Slides from the Elastic Berlin meetup on March 26th, 2025: 2025-03-26-troubleshooting-opentelemetry-collector.pdf

Below are the presentation notes.

Title slide

Welcome to the talk titled “Troubleshooting the OpenTelemetry Collector with Elastic”.

If you’re like me and you like to have access to the slides during the presentation, you can get them by scanning this QR code.

Slide: Hi, my name is

Hi, my name is Andrzej Stencel, I work as a Senior Software Engineer at Elastic. I am also a maintainer on the OpenTelemetry Collector Contrib project.

And you still get the chance to download the slides here.

If you attended this meetup last October, you may remember that I presented then, also about the OpenTelemetry Collector.

Slide: October presentation

The reason I’m so invested in this topic is that I work on the Elastic Agent team.

As you may know, the Elastic Agent is the primary way (or one of the primary ways) for users to ingest data into Elasticsearch.

Now, a big theme of the Elastic Agent’s agenda is to integrate the OpenTelemetry Collector with the Elastic Agent.

In fact, you can already use the OpenTelemetry Collector components embedded into the Elastic Agent.

Last chance to download the slides.

The link points to my GitHub.io page andrzej-stencel.github.io.

You can find the slides there.

Slide: EDOT Collector

OK, back to the OpenTelemetry Collector.

As I said, you can already today use the OpenTelemetry Collector components embedded into the Elastic Agent.

We call this EDOT Collector, which stands for Elastic Distribution of the OpenTelemetry Collector. Here’s how you can use it.

  • Download the latest release of the Elastic Agent v8.17.4 (hot off the press, released just yesterday!)

  • Unpack the tarball

  • Go into the unpacked directory

  • And run the Agent.

What is different here is the otel command passed to the elastic-agent binary, which tells the Agent to run in OTel mode, where “otel” is short for “OpenTelemetry”.

Why don’t we do this now?

Terminal: cd elastic/worklog/2025*

I have already downloaded and unpacked the Elastic Agent, to save us time and potential trouble with the Wi-fi.

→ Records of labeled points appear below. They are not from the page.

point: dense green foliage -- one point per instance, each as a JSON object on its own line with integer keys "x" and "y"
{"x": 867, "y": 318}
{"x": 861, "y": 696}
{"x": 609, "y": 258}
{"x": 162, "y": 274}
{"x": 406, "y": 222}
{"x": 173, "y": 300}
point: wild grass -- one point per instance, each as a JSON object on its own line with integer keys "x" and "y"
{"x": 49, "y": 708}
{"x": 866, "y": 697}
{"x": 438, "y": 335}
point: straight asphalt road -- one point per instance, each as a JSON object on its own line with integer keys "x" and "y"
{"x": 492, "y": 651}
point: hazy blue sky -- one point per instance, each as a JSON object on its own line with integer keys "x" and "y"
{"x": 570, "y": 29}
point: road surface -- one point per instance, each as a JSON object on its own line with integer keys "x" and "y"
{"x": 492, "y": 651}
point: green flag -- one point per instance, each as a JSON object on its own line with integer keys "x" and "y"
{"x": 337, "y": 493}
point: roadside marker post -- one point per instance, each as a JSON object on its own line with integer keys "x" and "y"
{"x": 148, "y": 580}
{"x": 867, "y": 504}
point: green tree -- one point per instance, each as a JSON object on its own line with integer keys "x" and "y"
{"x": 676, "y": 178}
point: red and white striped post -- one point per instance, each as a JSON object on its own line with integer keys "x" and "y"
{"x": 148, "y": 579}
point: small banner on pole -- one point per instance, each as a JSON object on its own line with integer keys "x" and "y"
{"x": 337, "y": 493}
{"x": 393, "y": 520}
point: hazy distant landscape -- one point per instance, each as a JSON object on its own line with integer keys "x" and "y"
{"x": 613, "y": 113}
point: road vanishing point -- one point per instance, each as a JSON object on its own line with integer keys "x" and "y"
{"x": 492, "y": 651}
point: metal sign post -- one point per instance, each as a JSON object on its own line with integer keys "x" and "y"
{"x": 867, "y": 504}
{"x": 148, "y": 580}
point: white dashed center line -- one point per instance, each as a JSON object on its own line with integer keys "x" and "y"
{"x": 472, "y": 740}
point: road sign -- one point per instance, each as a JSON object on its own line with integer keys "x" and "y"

Let’s now run the Agent in OTel mode.

cd ./elastic-agent*/
sudo ./elastic-agent otel

As you can see, the first line says “Starting in otel mode”, and it’s followed by the logs from the OpenTelemetry Collector runtime.

If you’ve ever seen the logs from the Elastic Agent, this looks different.

This actually looks exactly like the logs from an upstream distribution of the OpenTelemetry Collector like otelcol-contrib.

What is different from an upstream distribution is that we did not need to provide a configuration file in the command line.

The EDOT Collector is preconfigured to read a file named otel.yml by default.

You can of course change this by explicitly specifying the configuration file:

sudo ./elastic-agent otel --config=my-config.yaml

This fails, because the my-config.yaml file does not exist.

Ok, so much for the introduction of the EDOT Collector. Let’s move on to the main topic of this presentation - troubleshooting the collector!

Let me just do one thing - start an Elastic Serverless environment, where we will send data to. This will take a couple minutes in the background as we go through the initial steps.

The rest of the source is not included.